Microtubules play a key role in cell division and cell migration. Thus, microtubule-targeting agents (MTAs) are pivotal in cancer therapy due to their ability to disrupt cell division microtubule dynamics. Traditionally divided into stabilizers and destabilizers, MTAs are increasingly being repurposed for central nervous system (CNS) applications, including brain malignancies such as gliomas and neurodegenerative diseases like Alzheimer's and Parkinson's. Microtubule-stabilizing agents, such as taxanes and epothilones, promote microtubule assembly and have shown efficacy in both tumour suppression and neuronal repair, though their CNS use is hindered by blood-brain barrier (BBB) permeability and neurotoxicity. Destabilizing agents, including colchicine-site and vinca domain binders, offer potent anticancer effects but pose greater risks for neuronal toxicity. This review highlights the mapping of nine distinct tubulin binding pockets-including classical (taxane, vinca, colchicine) and emerging (tumabulin, pironetin) sites-that offer new pharmacological entry points. We summarize the recent advances in structural biology and drug design, enabling MTAs to move beyond anti-mitotic roles, unlocking applications in both cancer and neurodegeneration for next-generation MTAs with enhanced specificity and BBB penetration. We further discuss the therapeutic potential of combination strategies, including MTAs with radiation, histone deacetylase (HDAC) inhibitors, or antibody-drug conjugates, that show synergistic effects in glioblastoma models. Furthermore, innovative delivery systems like nanoparticles and liposomes are enhancing CNS drug delivery. Overall, MTAs continue to evolve as multifunctional tools with expanding applications across oncology and neurology, with future therapies focusing on optimizing efficacy, reducing toxicity, and overcoming therapeutic resistance in brain-related diseases.
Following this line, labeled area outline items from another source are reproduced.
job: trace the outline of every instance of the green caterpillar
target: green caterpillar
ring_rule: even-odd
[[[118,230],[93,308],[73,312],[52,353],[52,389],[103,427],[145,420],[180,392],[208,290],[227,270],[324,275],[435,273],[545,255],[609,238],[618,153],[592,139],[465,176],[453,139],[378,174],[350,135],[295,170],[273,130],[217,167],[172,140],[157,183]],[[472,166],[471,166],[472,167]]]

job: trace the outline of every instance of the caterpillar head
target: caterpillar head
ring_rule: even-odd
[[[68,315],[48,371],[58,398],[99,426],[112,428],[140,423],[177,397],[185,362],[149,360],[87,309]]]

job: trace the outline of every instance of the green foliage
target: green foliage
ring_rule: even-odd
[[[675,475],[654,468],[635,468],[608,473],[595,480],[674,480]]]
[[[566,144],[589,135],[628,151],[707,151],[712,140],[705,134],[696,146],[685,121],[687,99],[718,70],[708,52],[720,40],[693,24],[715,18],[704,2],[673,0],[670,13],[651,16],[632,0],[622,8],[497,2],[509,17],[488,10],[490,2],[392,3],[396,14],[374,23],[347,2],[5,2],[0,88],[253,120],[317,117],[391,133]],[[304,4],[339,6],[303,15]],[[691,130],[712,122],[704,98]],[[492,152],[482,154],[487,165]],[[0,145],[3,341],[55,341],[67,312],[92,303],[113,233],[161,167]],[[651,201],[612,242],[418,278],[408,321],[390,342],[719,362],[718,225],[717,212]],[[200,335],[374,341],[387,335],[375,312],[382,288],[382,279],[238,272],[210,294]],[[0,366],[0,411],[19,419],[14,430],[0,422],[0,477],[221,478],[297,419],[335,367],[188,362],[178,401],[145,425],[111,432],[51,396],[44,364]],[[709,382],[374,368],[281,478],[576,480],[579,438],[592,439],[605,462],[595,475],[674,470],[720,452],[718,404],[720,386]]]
Keywords: cancer; cytoskeleton; neurodegeneration; tubulin.

Figure 1

Microtubule structure and dynamics. (A) Cytoskeleton components and microtubule structure. The cell cytoskeleton is composed of actin (red), intermediate filaments (purple), and microtubules (green). Tubulin heterodimers consisting of α- (light green) and β-subunits (dark green) assemble into protofilaments. Thirteen protofilaments further polymerize to form a hollow cylinder about 25 nm in diameter. (B) Structural dynamics of microtubules. The γ-tubulin ring complex is the starting point for microtubule nucleation. Growing microtubules favour assembly at the plus end (left to right) versus shrinking towards the minus end (right to left). The plus end exposes the β-tubulin, and the minus end exposes the α-tubulin. Created with BioRender.com (accessed 25 June 2025).

Figure 2

Binding sites of Microtubule-Targeting Agents (MTAs). Nine MTA binding sites of tubulin. Two tubulin heterodimers (α-subunits, light grey; β-subunits, grey). The representative agents bound to the nine sites are shown in colour: maytansine site (yellow, PDB ID 4TV8); tumabulin site (cyan, PDB ID 7CEK); gatorbulin site (blue, PDB ID 7ALR); colchicine site (green, PDB ID 4O2B); pironetin site (purple, PDB ID 5LA6); todalam site (black, PDB ID 7Z7D); vinca site (vinblastine, orange, PDB ID 5J2T); peloruside A/laulimalide site (pink, PDB ID 4O4J); and taxane site (paclitaxel, red, PDB ID 6WVR). Schematic made with ChimeraX (version 1.10rc202506232245).

Figure 3

Summary of Microtubule-Targeting Agents. Microtubule-Destabilizing Agents (MDAs) [left]. Chemical structures of representative MDAs. MDAs aim to destabilize microtubules, leading to impaired structural integrity and inhibiting the tubulin polymerization into microtubules. RGN3067 (yellow), PTC596 (blue), Pironetin (pink), ST-401 (black), Vinblastine (green), Vinorelbine (red), Vincristine (teal), Tumabulin-1 (purple), Tumabulin-2 (dark pink), and 4AZA2891 (brown). Microtubule-Stabilizing Agents (MSAs) [right]. Chemical structures of representative MSAs. MSAs aim to stabilize microtubules, promoting the polymerization of purified tubulin and enhancing microtubule density. Taxol (black), Docetaxel (blue), Cabazitaxel (pink), TPI-287 (purple), Epothilone B (green), Epothilone D (teal), Laulimalide (orange), Peloruside A (yellow), and Sagopilone (red). Structures built with MolView (v4.10.0). Created with BioRender.com (accessed 25 June 2025).